We’ve been too accommodating over the years. We’ve allowed multiple points of interconnection for the same project. We’ve allowed developers to delay their project by up to a year, sometimes even up to three years, if there are no impacts on other generators in the queue. Some of those projects are delayed because the developer is trying to sell their queue position or the project and suspends the project for a year or two. We all have a hand in this. It’s going to take a village to clean this up. We have alignment with our stakeholders on two needs: cost certainty to interconnect and the time in the queue.

One change under consideration would be to prohibit developers from suspending their projects. Our suspension provisions were put in place in the late 1990s for large combined-cycle natural gas units that had to go through extensive permitting processes. A suspension option gives these projects extra time to clear these permitting hurdles. Solar and wind developers have different permitting requirements, and the obstacles are not quite as high. Hence, you don’t need the suspension provisions. We’re also going to increase the application cost and the cost of staying in the queue. Projects will need to pay more to stay in the queue and even to advance through the queue. Overall, our stakeholders have been very supportive of the needed changes, and we want to simplify the interconnection process. We’re planning to propose changes to FERC by the end of this year.

EJ: Have the experiences of other grid operators been instructive?
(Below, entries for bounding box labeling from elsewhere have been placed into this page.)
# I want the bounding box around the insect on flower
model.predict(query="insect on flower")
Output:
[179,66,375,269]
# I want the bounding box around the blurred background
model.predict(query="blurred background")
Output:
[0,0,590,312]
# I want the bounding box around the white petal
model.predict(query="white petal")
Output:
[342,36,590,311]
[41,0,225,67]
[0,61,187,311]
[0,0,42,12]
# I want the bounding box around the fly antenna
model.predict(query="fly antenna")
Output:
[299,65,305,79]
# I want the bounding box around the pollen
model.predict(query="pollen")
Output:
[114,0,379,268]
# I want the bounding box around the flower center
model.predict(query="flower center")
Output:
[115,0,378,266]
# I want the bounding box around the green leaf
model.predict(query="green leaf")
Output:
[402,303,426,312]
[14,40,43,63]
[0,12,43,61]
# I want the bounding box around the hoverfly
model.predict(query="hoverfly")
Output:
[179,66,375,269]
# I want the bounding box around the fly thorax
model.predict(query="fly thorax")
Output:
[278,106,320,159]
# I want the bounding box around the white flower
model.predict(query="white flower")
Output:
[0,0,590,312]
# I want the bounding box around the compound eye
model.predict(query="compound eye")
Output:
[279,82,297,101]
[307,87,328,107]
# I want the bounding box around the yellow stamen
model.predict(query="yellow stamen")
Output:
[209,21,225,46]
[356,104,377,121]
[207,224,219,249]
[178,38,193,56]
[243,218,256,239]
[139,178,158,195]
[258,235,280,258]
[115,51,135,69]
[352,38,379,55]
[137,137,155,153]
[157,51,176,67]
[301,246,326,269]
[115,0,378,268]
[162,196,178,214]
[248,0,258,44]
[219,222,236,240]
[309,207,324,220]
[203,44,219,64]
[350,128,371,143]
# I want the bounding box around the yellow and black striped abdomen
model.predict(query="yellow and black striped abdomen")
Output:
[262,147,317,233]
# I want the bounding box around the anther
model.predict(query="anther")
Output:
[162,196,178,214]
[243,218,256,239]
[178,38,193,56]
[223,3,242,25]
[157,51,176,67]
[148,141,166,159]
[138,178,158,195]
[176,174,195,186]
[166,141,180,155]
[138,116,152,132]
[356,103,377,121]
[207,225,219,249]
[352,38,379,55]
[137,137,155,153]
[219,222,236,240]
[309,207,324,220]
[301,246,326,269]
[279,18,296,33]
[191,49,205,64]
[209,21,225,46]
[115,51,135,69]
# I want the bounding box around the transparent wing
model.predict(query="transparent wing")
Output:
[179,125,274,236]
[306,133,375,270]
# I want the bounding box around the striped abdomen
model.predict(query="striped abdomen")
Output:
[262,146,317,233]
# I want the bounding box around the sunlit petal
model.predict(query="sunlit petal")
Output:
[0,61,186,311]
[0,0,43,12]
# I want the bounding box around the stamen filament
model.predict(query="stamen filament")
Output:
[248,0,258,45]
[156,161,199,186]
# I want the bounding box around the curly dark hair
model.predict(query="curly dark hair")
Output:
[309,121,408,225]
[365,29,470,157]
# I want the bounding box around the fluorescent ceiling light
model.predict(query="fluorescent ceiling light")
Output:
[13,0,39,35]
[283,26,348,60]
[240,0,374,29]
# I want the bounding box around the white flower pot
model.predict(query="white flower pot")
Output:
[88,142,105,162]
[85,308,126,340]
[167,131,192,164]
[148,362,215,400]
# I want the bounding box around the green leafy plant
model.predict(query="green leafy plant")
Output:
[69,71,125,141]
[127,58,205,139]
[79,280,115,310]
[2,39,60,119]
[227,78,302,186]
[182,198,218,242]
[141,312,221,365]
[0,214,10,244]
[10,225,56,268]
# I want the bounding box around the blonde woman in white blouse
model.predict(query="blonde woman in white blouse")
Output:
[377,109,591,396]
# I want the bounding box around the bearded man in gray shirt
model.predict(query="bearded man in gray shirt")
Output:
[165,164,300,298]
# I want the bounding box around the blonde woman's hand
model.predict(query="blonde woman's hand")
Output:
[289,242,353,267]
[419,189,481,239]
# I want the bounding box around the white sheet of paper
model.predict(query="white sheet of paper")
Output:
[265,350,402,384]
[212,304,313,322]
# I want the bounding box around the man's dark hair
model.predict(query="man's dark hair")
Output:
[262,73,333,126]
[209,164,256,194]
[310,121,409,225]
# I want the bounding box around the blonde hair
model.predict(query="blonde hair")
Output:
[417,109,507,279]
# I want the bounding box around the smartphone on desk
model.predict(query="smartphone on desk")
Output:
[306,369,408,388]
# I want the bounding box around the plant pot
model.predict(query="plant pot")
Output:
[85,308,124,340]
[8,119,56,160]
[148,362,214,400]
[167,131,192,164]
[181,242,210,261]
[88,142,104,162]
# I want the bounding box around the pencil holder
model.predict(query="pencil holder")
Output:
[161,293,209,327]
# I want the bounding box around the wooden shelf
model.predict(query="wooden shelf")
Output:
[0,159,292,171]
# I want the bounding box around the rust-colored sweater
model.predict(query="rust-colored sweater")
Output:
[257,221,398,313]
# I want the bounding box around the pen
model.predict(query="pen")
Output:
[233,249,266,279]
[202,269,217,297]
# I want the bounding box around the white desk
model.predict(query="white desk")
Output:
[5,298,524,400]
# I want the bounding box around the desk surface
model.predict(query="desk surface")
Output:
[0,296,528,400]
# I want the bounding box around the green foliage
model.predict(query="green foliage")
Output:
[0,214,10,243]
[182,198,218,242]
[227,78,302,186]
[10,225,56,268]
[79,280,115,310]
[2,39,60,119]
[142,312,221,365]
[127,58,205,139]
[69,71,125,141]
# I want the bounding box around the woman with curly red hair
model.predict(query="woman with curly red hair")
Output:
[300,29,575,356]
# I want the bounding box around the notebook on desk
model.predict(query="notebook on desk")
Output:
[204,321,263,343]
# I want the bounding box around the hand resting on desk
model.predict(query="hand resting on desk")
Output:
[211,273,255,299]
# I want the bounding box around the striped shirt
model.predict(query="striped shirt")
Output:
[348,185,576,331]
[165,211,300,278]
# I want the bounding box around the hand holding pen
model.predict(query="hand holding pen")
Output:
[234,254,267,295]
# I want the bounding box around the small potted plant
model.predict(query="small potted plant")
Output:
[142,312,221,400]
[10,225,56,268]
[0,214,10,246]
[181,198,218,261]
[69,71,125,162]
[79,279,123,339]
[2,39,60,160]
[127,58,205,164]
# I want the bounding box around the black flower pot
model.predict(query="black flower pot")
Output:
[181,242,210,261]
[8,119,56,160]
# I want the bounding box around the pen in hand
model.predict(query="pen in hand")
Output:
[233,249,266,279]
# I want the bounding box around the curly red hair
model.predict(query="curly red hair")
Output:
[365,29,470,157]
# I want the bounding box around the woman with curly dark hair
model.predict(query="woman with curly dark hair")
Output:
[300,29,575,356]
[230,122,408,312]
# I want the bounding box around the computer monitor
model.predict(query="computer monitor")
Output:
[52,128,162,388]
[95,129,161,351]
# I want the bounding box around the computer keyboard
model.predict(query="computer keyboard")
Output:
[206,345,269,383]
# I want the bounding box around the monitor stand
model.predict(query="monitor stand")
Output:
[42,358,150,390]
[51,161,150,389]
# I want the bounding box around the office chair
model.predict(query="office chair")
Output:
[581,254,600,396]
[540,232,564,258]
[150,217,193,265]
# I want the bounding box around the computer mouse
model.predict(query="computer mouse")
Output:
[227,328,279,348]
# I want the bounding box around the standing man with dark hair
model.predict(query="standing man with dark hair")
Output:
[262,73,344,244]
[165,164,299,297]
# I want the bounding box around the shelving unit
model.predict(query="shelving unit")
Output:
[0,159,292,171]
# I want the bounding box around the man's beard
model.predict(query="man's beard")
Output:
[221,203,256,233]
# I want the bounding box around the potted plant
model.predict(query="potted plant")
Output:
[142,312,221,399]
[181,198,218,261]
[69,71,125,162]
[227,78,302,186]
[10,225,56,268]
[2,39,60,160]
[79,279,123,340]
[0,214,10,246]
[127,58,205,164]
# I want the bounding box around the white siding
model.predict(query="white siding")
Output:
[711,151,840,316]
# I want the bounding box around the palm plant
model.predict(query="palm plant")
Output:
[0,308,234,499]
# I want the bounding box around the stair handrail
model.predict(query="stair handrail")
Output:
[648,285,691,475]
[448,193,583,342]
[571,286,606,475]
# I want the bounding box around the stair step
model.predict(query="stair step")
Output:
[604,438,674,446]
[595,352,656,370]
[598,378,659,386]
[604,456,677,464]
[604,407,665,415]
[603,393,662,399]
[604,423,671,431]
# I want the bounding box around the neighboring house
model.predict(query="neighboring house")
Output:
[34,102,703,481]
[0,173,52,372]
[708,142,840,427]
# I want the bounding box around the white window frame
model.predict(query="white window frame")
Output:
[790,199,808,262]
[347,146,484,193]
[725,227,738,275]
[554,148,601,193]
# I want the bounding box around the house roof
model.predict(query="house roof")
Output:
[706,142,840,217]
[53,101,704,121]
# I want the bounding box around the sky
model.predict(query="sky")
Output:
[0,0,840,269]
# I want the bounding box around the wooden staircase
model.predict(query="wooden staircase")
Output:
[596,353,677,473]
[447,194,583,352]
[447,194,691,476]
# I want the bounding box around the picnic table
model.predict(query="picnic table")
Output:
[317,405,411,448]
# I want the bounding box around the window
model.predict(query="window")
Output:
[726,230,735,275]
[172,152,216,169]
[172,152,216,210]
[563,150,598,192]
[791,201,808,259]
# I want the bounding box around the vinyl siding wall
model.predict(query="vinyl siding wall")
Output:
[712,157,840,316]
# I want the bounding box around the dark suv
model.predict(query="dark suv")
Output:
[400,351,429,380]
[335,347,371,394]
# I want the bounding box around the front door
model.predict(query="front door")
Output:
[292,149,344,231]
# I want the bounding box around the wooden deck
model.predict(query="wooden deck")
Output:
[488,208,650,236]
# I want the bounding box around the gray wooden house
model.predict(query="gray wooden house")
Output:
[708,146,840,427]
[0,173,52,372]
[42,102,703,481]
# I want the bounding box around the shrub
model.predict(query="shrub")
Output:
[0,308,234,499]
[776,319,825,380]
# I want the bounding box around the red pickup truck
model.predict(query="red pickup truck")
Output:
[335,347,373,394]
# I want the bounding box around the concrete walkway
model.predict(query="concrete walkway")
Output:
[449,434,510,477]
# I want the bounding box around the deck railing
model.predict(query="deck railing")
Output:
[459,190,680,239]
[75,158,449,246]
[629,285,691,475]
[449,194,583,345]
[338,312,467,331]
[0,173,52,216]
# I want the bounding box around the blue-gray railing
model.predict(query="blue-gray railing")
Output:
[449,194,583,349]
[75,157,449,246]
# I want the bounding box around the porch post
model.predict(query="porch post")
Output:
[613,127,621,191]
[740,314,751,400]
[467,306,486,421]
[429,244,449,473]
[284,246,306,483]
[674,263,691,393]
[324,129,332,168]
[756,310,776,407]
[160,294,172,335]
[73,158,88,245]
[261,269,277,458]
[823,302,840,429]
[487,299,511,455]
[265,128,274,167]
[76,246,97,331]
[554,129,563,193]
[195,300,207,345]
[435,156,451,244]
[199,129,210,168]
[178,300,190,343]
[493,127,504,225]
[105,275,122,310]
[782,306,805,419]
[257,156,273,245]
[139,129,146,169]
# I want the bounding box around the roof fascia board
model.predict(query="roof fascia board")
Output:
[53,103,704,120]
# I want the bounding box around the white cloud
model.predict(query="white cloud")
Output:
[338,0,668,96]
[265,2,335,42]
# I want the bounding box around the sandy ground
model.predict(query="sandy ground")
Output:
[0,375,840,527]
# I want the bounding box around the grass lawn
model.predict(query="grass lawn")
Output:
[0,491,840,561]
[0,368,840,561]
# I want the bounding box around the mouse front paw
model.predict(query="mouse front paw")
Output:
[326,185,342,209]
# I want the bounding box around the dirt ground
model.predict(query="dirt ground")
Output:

Seiler: The ISOs and the RTOs across North America have frequent discussions about planning, operations, and events occurring in their systems. The most recent example is the February outages in Texas. We want to understand this and other events and see what lessons might apply to our system. We all share our experiences quite freely because we’re all in this together. We want everybody to be successful. If one grid operator isn’t successful, the others aren’t going to be successful either. We also try to learn from what’s happening in Europe, Australia, and other parts of the world. We are in the middle of a major transformation in the power industry and will need to examine and implement new tools and processes. This is the beginning of the journey, and we’re all going to be learning from each other.